Bu veri tabanını ülke-spesifik verilerle destekleyen araştırmalar intihar bombacılarının eğitimsiz, kandırılmış kişilerden oluşmadığını, tam tersine genellikle eğitim düzeyi yüksek; meslek sahibi ailelere mensup ve akıl sağlığı yerinde ve hiçbir intihar eğilimi göstermeyen kişilerden oluştuğunu gösteriyor.

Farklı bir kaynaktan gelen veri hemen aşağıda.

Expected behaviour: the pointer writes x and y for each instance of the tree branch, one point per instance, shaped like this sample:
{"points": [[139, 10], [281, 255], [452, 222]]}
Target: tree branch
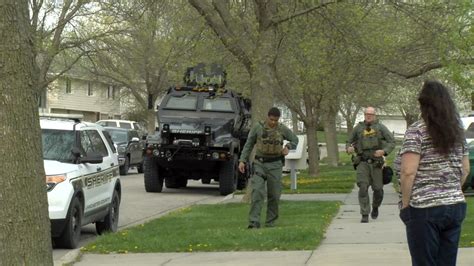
{"points": [[428, 67], [277, 21], [232, 42]]}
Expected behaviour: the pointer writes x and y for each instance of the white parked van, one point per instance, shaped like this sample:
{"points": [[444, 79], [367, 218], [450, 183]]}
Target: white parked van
{"points": [[468, 123]]}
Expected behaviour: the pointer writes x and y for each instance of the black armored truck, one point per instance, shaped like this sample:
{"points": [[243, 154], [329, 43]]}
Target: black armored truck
{"points": [[203, 127]]}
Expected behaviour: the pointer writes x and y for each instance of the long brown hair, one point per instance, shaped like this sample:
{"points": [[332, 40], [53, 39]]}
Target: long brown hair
{"points": [[441, 117]]}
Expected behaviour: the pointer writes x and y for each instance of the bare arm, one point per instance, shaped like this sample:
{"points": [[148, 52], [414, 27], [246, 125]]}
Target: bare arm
{"points": [[409, 167], [465, 169]]}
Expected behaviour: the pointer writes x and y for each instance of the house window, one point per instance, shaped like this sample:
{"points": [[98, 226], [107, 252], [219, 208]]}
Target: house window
{"points": [[68, 86], [110, 92], [90, 91]]}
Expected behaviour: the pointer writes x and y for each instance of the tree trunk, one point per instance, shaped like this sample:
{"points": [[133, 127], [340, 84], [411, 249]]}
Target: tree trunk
{"points": [[313, 149], [151, 121], [331, 136], [25, 235], [350, 126]]}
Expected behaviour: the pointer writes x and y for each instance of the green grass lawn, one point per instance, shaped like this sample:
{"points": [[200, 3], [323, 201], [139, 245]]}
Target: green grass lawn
{"points": [[467, 233], [341, 137], [223, 227], [339, 179]]}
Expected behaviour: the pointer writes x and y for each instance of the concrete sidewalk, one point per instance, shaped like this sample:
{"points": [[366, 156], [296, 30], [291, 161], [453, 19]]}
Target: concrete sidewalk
{"points": [[348, 242]]}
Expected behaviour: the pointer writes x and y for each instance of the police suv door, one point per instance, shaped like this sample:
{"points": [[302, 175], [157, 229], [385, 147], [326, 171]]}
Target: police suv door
{"points": [[98, 183]]}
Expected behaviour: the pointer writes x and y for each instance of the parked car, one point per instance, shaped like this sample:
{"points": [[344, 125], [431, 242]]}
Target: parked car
{"points": [[129, 147], [82, 179], [127, 124]]}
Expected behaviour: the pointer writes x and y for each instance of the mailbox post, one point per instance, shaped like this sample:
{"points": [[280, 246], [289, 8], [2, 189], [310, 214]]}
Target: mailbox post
{"points": [[296, 159]]}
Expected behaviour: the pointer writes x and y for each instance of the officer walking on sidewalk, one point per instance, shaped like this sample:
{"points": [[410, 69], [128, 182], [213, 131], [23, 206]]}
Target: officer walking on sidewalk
{"points": [[268, 164], [371, 141]]}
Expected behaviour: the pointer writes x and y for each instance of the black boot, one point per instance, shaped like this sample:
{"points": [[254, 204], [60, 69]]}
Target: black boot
{"points": [[365, 219], [375, 213], [253, 225]]}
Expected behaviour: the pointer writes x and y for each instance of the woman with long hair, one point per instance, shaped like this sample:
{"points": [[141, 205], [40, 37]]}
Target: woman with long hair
{"points": [[434, 165]]}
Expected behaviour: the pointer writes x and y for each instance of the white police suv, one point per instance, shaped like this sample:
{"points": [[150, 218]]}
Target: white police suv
{"points": [[82, 178]]}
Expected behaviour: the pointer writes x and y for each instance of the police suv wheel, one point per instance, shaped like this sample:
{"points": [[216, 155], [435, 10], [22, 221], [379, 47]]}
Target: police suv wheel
{"points": [[72, 230], [125, 167], [140, 168], [110, 222]]}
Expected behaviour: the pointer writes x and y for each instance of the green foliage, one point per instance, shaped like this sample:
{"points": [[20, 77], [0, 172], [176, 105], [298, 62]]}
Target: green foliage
{"points": [[223, 227], [467, 232]]}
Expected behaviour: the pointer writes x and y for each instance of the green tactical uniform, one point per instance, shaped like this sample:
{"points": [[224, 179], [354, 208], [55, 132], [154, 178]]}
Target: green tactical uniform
{"points": [[267, 167], [369, 168]]}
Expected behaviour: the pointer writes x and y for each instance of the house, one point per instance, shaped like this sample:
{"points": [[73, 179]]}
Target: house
{"points": [[92, 98]]}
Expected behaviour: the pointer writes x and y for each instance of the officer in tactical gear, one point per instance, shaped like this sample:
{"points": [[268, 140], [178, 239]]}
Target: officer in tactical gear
{"points": [[370, 141], [268, 138]]}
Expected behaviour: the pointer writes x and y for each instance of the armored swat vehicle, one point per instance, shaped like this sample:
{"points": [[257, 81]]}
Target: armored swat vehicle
{"points": [[202, 128]]}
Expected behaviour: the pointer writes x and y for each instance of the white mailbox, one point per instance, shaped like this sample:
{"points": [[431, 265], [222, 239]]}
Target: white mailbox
{"points": [[296, 159]]}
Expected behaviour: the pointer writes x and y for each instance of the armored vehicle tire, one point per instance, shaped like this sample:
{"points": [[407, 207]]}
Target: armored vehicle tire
{"points": [[183, 182], [140, 168], [228, 177], [171, 182], [125, 167], [110, 222], [72, 230], [153, 181]]}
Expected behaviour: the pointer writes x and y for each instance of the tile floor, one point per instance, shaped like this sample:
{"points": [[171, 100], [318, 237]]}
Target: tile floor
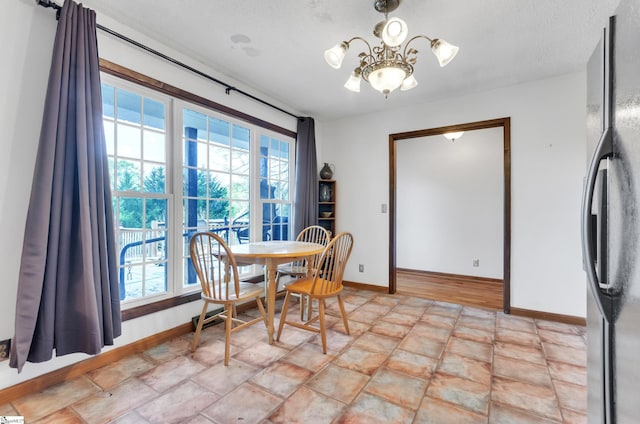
{"points": [[407, 360]]}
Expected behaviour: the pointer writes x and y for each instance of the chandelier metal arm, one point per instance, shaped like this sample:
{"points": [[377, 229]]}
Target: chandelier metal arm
{"points": [[363, 40], [406, 46]]}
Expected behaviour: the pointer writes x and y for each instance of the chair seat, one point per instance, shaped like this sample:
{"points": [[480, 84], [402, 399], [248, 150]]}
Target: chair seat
{"points": [[303, 286], [293, 270], [247, 291]]}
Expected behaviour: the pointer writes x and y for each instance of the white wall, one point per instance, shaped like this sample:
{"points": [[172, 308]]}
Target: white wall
{"points": [[28, 31], [547, 165], [449, 203]]}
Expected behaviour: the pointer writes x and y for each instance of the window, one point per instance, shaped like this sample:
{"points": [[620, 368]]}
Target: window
{"points": [[177, 168]]}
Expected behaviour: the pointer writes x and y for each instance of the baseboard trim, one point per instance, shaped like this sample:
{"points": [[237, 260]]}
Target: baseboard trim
{"points": [[363, 286], [549, 316], [452, 277], [72, 371]]}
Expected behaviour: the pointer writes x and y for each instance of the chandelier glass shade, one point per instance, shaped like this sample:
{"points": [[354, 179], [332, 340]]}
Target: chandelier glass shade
{"points": [[388, 66]]}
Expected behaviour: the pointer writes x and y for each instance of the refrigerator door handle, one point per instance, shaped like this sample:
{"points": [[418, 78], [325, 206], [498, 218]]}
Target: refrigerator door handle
{"points": [[604, 150]]}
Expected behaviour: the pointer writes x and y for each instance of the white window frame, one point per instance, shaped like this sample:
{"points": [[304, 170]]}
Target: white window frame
{"points": [[173, 180]]}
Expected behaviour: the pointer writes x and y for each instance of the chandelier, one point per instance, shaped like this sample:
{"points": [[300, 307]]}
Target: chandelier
{"points": [[388, 66]]}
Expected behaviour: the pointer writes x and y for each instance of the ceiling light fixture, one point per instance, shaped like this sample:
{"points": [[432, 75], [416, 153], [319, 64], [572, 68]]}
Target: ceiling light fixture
{"points": [[384, 66]]}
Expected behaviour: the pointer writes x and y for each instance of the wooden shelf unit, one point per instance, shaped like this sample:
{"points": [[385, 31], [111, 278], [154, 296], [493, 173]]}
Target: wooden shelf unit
{"points": [[327, 205]]}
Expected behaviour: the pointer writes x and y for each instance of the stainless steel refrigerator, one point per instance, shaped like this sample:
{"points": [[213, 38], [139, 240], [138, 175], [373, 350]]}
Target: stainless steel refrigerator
{"points": [[611, 223]]}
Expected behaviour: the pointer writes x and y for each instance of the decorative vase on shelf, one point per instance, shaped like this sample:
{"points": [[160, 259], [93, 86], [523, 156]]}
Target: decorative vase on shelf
{"points": [[325, 193], [327, 171]]}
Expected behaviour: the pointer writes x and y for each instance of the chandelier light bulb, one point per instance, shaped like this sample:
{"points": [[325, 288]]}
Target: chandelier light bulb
{"points": [[335, 55], [387, 79], [408, 83], [394, 32], [444, 51], [353, 83]]}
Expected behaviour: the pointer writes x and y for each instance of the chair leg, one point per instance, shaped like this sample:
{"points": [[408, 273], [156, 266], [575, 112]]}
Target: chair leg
{"points": [[323, 331], [309, 307], [227, 331], [283, 315], [262, 311], [199, 327], [344, 314]]}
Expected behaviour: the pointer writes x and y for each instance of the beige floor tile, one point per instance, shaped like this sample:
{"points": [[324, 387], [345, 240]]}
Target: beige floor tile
{"points": [[372, 409], [178, 404], [438, 320], [171, 373], [463, 367], [282, 378], [376, 343], [62, 416], [470, 349], [535, 399], [568, 373], [310, 356], [222, 379], [505, 414], [412, 364], [307, 406], [398, 388], [389, 329], [38, 405], [521, 370], [571, 396], [247, 404], [436, 411], [114, 374], [563, 339], [565, 354], [468, 394], [105, 407], [361, 360], [531, 354], [338, 383]]}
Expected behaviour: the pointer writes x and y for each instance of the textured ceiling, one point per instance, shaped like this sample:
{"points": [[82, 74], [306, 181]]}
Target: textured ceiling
{"points": [[276, 46]]}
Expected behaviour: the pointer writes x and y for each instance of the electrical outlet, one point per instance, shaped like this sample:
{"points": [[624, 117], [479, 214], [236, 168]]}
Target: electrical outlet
{"points": [[5, 348]]}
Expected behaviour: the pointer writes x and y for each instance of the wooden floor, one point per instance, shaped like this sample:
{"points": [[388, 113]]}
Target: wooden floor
{"points": [[450, 288]]}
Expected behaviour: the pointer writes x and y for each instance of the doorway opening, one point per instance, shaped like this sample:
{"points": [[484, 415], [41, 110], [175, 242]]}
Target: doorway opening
{"points": [[394, 270]]}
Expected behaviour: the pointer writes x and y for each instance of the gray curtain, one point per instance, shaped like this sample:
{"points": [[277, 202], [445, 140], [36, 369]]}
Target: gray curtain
{"points": [[68, 283], [305, 196]]}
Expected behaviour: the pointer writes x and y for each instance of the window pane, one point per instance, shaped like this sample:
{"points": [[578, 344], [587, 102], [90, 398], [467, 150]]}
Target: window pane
{"points": [[239, 187], [109, 137], [128, 106], [154, 178], [108, 102], [128, 141], [219, 158], [156, 215], [154, 146], [130, 213], [194, 125], [128, 175], [241, 137], [219, 131], [153, 114]]}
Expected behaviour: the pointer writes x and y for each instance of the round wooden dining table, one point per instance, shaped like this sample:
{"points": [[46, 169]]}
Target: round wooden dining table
{"points": [[271, 254]]}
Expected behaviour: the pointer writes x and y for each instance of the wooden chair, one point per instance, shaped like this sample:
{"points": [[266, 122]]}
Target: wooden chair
{"points": [[325, 282], [217, 271], [304, 267]]}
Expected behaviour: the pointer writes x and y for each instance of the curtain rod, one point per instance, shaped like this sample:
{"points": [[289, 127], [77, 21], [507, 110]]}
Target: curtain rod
{"points": [[228, 88]]}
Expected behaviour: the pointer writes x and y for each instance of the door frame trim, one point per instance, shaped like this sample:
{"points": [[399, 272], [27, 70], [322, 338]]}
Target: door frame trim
{"points": [[505, 123]]}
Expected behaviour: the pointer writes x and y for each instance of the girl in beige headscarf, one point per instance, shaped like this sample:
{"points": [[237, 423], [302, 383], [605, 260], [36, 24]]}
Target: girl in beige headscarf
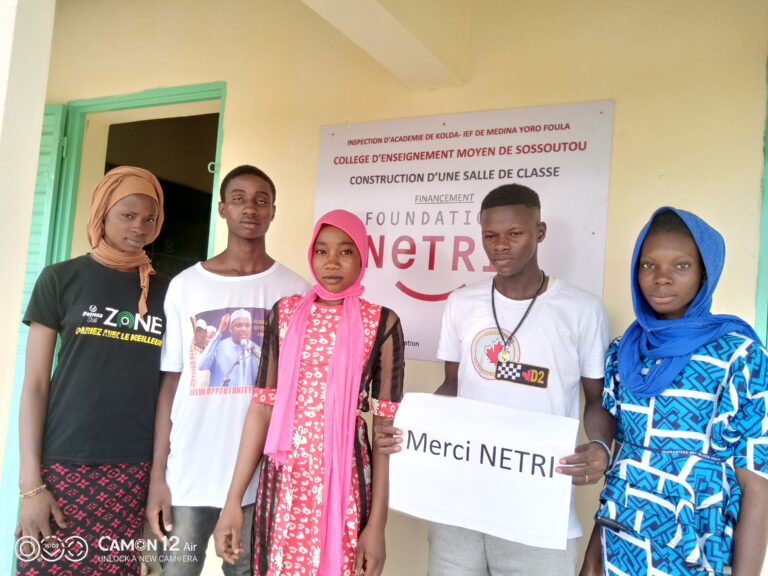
{"points": [[86, 431]]}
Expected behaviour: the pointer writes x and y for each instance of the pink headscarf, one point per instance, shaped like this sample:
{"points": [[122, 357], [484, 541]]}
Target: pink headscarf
{"points": [[341, 392]]}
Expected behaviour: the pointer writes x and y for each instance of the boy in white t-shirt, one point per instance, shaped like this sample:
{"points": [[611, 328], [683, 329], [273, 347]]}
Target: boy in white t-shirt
{"points": [[205, 395], [528, 341]]}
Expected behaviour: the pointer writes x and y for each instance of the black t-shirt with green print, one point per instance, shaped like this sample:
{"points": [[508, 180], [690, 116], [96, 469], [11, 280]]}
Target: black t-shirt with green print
{"points": [[101, 406]]}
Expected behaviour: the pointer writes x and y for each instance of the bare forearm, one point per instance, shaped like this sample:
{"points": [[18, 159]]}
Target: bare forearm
{"points": [[162, 443], [33, 410], [751, 532], [41, 343], [379, 485], [251, 448], [598, 423]]}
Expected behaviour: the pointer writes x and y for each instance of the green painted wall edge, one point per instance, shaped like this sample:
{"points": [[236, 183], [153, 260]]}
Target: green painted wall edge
{"points": [[761, 303], [75, 129]]}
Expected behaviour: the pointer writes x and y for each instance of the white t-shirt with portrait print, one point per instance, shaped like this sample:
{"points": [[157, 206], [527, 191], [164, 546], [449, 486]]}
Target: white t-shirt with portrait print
{"points": [[209, 407], [564, 338]]}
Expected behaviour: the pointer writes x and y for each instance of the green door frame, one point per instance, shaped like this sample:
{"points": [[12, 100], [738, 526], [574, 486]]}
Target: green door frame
{"points": [[761, 302], [78, 111], [60, 214]]}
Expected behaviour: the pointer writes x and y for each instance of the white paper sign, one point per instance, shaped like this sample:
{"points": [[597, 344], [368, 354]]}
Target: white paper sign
{"points": [[484, 467], [417, 183]]}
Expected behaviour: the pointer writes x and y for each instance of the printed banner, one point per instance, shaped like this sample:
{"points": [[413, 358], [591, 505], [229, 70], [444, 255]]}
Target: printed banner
{"points": [[418, 183], [484, 467]]}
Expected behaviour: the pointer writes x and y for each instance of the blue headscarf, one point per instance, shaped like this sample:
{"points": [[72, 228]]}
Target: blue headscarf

Yine pek çok başka araştırma gösteriyor ki kültürel olarak intihar bombacılığını mümkün kılan en önemli faktör "şehit" söylemi. Bir diğer deyişle intihar bombacılarının eylemlerini açıklayan en önemli mekanizma yüce bir dava ve büyük bir adaletsizliği düzeltmek uğruna şehit olmak. İntihar bombacılarının muhalif kültürde birer şehit, kahraman olarak anılması kendilerinden sonra gelen kuşakların da onları model olarak kabul etmesini mümkün kılıyor.

Adaletsizliğin yüksek olmadığı, toplumsal eşitlik idealinin güçlü olduğu ülkelerde intihar saldırısı bir eylem repertuarı olarak var olsa da asla güçlenemiyor. Toplumsal eşitsizliğin artması ve devlet şiddetin kurumsallaşması güçlü şehitlik kültürü ile de birleşince intihar saldırıları için mümbit bir iklim yaratıyor.

***

Mmembe düşmanı öldürmenin en temel ve mutlak amaç haline geldiği ve siyasetin savaş ya da terörle mücadele kılığı altında cereyan ettiği toplumları açıklamak için nekropolitika kavramını önerir. Nekropolitika yaşayan değil, ölen bedeni şekillendirmekle, onun ölümüne karar vermekle ilgilidir. İntihar saldırıları ise temel işleyiş prensibini yaşatmaktan değil öldürmekten alan nekropolitik toplumların ortaya çıkardığı özgül (ve yok etmeye odaklı) bir şiddet biçimidir. Tam da bu nedenle intihar bombalamalarını durdurmanın tek bir etkili yolu var: ibresini ölüme değil yaşatmaya odaklayan siyaset.